地域医療ジャーナル ISSN 2434-2874

地域医療ジャーナル

2016年07月号 vol.2(7)

「事例から学ぶ疫学入門」第10回:薬が効くとはどういうことか~薬剤効果の3世界論~

2016年06月17日 22:05 by syuichiao
2016年06月17日 22:05 by syuichiao

 薬剤効果の記述方法について、前回は統計的仮説検定を取り上げました。臨床試験(ランダム化比較試験)により示された薬の効果が、偶然によるものなのか、それとも必然によるものなのか、5%という、ある意味では恣意的な分節基準によって判断していることを確認したわけです。そして、これは実際に人に影響を与えうる薬剤効果「あり」「なし」、とは別次元の考え方であることも指摘しました。偶然か必然か、その感じ方は人それぞれです。薬剤効果に関して、「有意差あり」、「有意差なし」という記述方法はあまり適切ではないのではないかと結論しました。
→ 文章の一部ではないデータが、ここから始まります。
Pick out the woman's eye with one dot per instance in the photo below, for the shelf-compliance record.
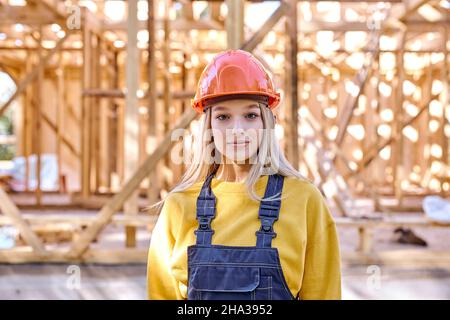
(252, 116)
(221, 117)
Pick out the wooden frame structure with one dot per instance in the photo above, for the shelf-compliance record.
(166, 109)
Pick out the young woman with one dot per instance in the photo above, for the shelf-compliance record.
(243, 224)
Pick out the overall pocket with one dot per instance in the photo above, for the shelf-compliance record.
(215, 282)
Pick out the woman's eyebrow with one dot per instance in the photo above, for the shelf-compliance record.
(221, 108)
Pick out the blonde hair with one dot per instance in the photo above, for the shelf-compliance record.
(271, 159)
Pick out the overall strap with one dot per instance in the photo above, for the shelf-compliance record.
(269, 211)
(206, 210)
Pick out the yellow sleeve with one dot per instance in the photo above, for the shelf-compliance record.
(322, 270)
(161, 284)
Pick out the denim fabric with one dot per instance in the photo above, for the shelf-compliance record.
(217, 272)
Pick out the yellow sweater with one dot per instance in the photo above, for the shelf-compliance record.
(306, 237)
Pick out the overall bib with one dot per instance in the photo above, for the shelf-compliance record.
(217, 272)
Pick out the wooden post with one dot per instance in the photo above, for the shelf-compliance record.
(38, 120)
(9, 209)
(234, 23)
(153, 181)
(397, 154)
(60, 113)
(292, 31)
(85, 112)
(108, 210)
(131, 130)
(445, 104)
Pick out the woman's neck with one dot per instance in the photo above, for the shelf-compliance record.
(233, 172)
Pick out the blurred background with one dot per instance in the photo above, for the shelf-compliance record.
(90, 92)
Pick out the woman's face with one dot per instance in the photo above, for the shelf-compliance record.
(237, 128)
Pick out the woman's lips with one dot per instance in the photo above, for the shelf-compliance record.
(239, 143)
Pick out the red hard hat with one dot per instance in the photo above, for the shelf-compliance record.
(234, 74)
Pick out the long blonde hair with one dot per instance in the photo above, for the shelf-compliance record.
(271, 159)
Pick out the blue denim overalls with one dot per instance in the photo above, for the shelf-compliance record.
(218, 272)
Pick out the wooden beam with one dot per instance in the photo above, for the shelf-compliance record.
(235, 23)
(292, 31)
(375, 149)
(33, 74)
(64, 140)
(105, 214)
(131, 130)
(259, 35)
(10, 210)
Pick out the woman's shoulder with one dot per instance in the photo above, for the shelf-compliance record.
(183, 195)
(303, 186)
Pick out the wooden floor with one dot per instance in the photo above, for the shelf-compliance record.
(128, 282)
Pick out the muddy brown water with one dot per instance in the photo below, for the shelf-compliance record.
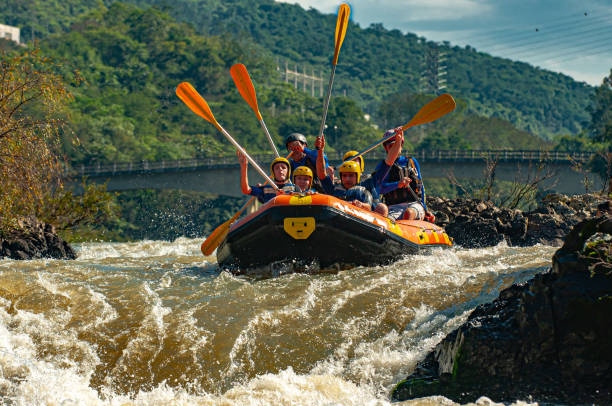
(156, 323)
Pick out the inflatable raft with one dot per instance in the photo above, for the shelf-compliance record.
(324, 229)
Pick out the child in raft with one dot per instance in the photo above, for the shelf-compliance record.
(280, 171)
(302, 180)
(348, 189)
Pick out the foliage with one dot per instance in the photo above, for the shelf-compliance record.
(601, 112)
(375, 63)
(457, 130)
(126, 109)
(32, 102)
(29, 168)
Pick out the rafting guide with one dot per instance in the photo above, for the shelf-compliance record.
(315, 219)
(280, 171)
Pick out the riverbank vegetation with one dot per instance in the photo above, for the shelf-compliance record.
(33, 99)
(110, 73)
(375, 62)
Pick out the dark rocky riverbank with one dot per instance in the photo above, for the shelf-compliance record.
(546, 340)
(35, 240)
(475, 223)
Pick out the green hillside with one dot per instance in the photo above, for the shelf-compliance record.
(375, 63)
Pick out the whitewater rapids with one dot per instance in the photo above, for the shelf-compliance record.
(156, 323)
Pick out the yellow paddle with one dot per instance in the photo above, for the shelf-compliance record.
(432, 111)
(198, 105)
(341, 24)
(245, 87)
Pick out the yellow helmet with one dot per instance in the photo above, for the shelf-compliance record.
(353, 153)
(278, 160)
(303, 170)
(350, 167)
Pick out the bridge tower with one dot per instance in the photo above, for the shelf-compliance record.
(433, 69)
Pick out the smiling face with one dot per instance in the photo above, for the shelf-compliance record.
(281, 171)
(348, 179)
(303, 182)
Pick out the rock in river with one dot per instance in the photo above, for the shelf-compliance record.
(548, 339)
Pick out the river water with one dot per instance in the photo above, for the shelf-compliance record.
(156, 323)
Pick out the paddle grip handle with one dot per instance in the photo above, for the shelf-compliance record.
(248, 157)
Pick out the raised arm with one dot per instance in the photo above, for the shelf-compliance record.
(321, 165)
(396, 148)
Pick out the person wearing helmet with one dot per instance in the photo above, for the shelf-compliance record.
(302, 179)
(280, 171)
(349, 188)
(399, 181)
(303, 156)
(370, 183)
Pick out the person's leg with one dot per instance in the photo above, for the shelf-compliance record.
(414, 211)
(381, 209)
(397, 210)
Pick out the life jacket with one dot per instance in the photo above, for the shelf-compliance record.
(269, 192)
(402, 195)
(368, 182)
(316, 182)
(357, 192)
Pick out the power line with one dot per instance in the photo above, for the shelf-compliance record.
(516, 34)
(596, 50)
(585, 41)
(542, 42)
(539, 33)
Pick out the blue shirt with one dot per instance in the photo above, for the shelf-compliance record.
(341, 192)
(381, 172)
(266, 193)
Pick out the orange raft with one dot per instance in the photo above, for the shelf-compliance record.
(324, 229)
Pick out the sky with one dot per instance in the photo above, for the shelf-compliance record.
(573, 37)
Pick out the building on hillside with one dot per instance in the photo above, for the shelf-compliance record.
(10, 33)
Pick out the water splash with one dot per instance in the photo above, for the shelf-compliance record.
(156, 323)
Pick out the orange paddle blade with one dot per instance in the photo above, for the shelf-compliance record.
(245, 86)
(432, 111)
(341, 24)
(195, 102)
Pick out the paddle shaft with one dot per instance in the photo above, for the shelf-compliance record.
(248, 157)
(263, 125)
(371, 147)
(327, 97)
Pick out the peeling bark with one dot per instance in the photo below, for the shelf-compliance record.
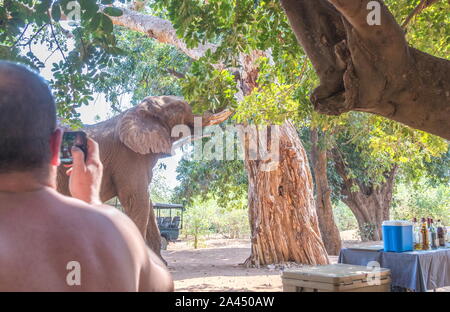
(282, 213)
(370, 68)
(281, 203)
(283, 220)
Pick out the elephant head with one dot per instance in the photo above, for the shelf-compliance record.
(130, 145)
(147, 127)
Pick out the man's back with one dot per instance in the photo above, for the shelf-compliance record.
(44, 236)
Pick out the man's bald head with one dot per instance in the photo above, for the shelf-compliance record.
(27, 119)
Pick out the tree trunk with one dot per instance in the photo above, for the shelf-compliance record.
(330, 233)
(281, 204)
(370, 204)
(370, 68)
(283, 219)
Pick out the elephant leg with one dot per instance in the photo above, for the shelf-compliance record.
(137, 206)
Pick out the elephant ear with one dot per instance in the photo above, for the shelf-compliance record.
(144, 133)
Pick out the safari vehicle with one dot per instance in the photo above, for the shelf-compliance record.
(170, 222)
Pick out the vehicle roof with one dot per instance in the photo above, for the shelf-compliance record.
(167, 206)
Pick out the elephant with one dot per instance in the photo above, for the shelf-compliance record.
(130, 145)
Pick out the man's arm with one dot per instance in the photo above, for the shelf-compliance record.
(85, 181)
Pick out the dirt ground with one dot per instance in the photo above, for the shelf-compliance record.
(218, 266)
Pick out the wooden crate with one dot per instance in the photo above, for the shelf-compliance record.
(334, 278)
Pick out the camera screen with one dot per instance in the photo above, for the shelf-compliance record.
(70, 139)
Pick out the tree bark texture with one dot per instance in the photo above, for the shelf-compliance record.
(281, 204)
(283, 220)
(370, 68)
(330, 233)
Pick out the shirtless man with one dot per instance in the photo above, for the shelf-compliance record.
(49, 242)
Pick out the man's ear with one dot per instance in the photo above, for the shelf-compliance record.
(55, 146)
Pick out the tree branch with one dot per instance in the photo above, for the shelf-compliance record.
(417, 10)
(159, 29)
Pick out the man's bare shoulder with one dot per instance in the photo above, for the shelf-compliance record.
(101, 217)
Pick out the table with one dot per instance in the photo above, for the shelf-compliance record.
(419, 270)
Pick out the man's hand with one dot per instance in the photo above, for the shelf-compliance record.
(86, 176)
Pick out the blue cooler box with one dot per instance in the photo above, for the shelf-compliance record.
(397, 236)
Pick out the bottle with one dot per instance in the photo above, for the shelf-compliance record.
(417, 244)
(440, 234)
(433, 235)
(424, 235)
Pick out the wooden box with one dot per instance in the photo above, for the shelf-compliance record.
(335, 278)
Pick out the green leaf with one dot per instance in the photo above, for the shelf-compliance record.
(111, 11)
(106, 24)
(56, 12)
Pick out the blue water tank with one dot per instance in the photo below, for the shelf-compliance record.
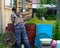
(58, 44)
(43, 31)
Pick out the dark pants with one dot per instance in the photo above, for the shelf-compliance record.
(20, 31)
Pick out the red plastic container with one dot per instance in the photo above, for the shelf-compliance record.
(31, 32)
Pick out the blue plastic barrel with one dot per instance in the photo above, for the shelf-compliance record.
(58, 44)
(43, 31)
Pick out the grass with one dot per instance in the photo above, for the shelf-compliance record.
(37, 21)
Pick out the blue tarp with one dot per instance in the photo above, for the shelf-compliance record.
(43, 31)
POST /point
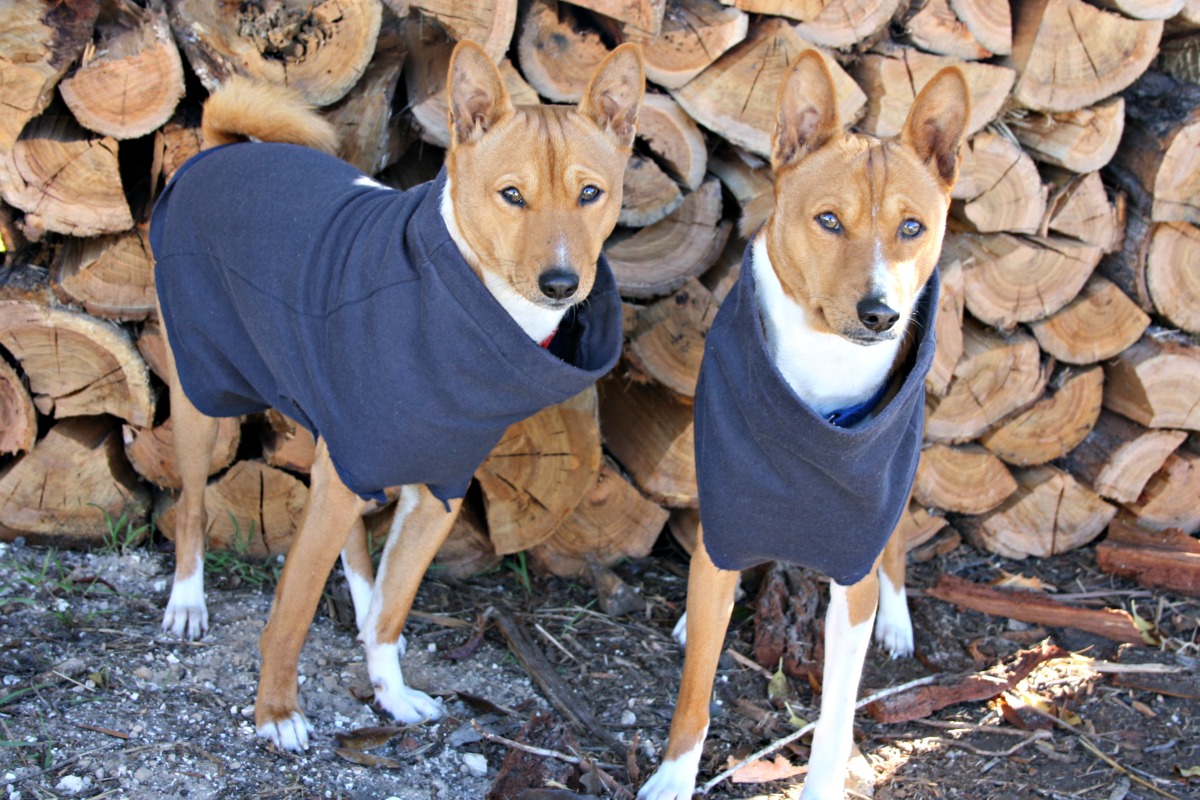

 薬剤効果の記述方法は統計的仮説検定だけではありません。今回は、相対指標と推定統計についてまとめたうえで、あらためて薬剤効果の記述について考察していきたいと思います。まずは、以下の表を見てください。

(表1)Kernan WN.et.al.2016をもとに作成

 この表はある薬剤Aの脳卒中・心筋梗塞に対する有効性についてプラセボと比較したランダム化比較試験の結果を示したものです。ハザード比とはいわゆる相対指標のことで、薬剤効果の記述方法の一つです。端的に言うと薬剤Aのアウトカム発症率(9.0%)とプラセボのアウトカム発症率(11.8%)の比(9/11.8≒0.76)を示しています。この研究では4.8年間の追跡を行っていますが、追跡期間中の発症率の比と解釈して大きな誤りはないでしょう。

 このハザード比0.76の単純な解釈としては、薬剤Aは脳卒中・心筋梗塞をプラセボに比べて24%(1.00-0.76=0.24)低下させるということになります。前回取り上げた有意差あり、有意差なし、に比べたら、その効果がより具体的に記述されたという印象ですが、いかがでしょうか。

[事例]

 薬剤効果の記述方法には「有意差あり」、「有意差なし」の他にどのようなものがあるのでしょうか。薬剤効果を最も適切に記述する方法はどのような手法なのでしょうか。